En la esquina junto a la ventana, ella deja el jarrón como quien deja una carta de luz. Tres tonos de amarillo se entrelazan: el amarillo profundo del girasol, el amarillo puro de las margaritas pomposas y el botón de la margarita, pequeño y perfecto, guarda un amarillo concentrado —un punto de sol en miniatura— que atrae la mirada y sostiene la sonrisa. Entre ellas, pequeñas florecitas blancas —esas que no necesita nombrar para sentirse— llenan los huecos con puntitos de luna, ternura que hace respirable el conjunto.

El sol, al entrar por la ventana, se posa en los pétalos y los enciende.
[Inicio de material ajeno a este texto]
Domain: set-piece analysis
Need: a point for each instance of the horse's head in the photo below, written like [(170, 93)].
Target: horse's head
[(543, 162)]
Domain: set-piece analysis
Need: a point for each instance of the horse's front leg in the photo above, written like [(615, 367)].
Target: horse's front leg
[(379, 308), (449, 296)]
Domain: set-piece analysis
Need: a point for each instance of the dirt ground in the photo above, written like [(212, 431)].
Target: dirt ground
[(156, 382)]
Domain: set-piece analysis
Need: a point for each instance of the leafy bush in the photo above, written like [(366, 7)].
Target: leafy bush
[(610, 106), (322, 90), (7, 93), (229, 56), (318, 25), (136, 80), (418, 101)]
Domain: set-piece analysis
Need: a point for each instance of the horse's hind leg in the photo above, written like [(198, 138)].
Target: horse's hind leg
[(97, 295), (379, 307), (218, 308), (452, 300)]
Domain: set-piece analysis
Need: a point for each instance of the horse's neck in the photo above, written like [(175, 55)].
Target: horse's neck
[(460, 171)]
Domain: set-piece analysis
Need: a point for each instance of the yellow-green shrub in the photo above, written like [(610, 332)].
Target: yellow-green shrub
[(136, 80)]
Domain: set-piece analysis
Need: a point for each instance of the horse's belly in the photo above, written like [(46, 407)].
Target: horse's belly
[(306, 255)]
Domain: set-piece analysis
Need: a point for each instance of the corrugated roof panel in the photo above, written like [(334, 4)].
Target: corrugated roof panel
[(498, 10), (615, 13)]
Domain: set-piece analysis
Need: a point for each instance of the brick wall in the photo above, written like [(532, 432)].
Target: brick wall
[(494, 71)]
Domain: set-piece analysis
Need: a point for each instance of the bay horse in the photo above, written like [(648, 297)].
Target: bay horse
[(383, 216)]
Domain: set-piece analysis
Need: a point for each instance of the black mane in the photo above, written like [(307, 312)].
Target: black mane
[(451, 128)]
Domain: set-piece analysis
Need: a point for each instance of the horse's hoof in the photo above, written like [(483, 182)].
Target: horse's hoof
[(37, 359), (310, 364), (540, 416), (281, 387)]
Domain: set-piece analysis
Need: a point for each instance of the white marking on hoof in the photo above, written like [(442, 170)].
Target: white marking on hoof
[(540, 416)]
Reflejos que se vuelven mapa: líneas de brillo en el girasol, halos en las margaritas, un parpadeo constante que hace latir la mesa. Al cruzar el umbral, las flores la saludan sin palabra; es un saludo cálido, cotidiano, tan sencillo que parece un rito. Levantarse por la mañana y encontrarlas es recibir una promesa: esos colores vibrantes despiertan la casa y la nombran abrigo.

Se maravilla pensando en cómo Van Gogh captó el amarillo: no fue solo pigmento, fue pasión concentrada, una manera de hacer visible el calor del mundo. Aquí, en aquel jarrón, hay una modestia parecida —no la audacia de un cuadro, sino la humildad efectiva del detalle— que transforma lo ordinario en poema. Una esquina deja de ser esquina; una mesa deja de ser mueble y se hace anfitriona; una sala, con su aroma sutil, se vuelve familia.

¿Qué tienen las flores que convierten un espacio en hogar? Tienen memoria y ahora: guardan la mañana en sus fibras y devuelven la luz cuando alguien entra; tienen palabra sin sonido, capacidad de invitar, de reconfortar. Tienen la costumbre de permanecer presentes, de obligar a detenerse y mirar. En su silente insistencia, hacen que una casa huela a hogar.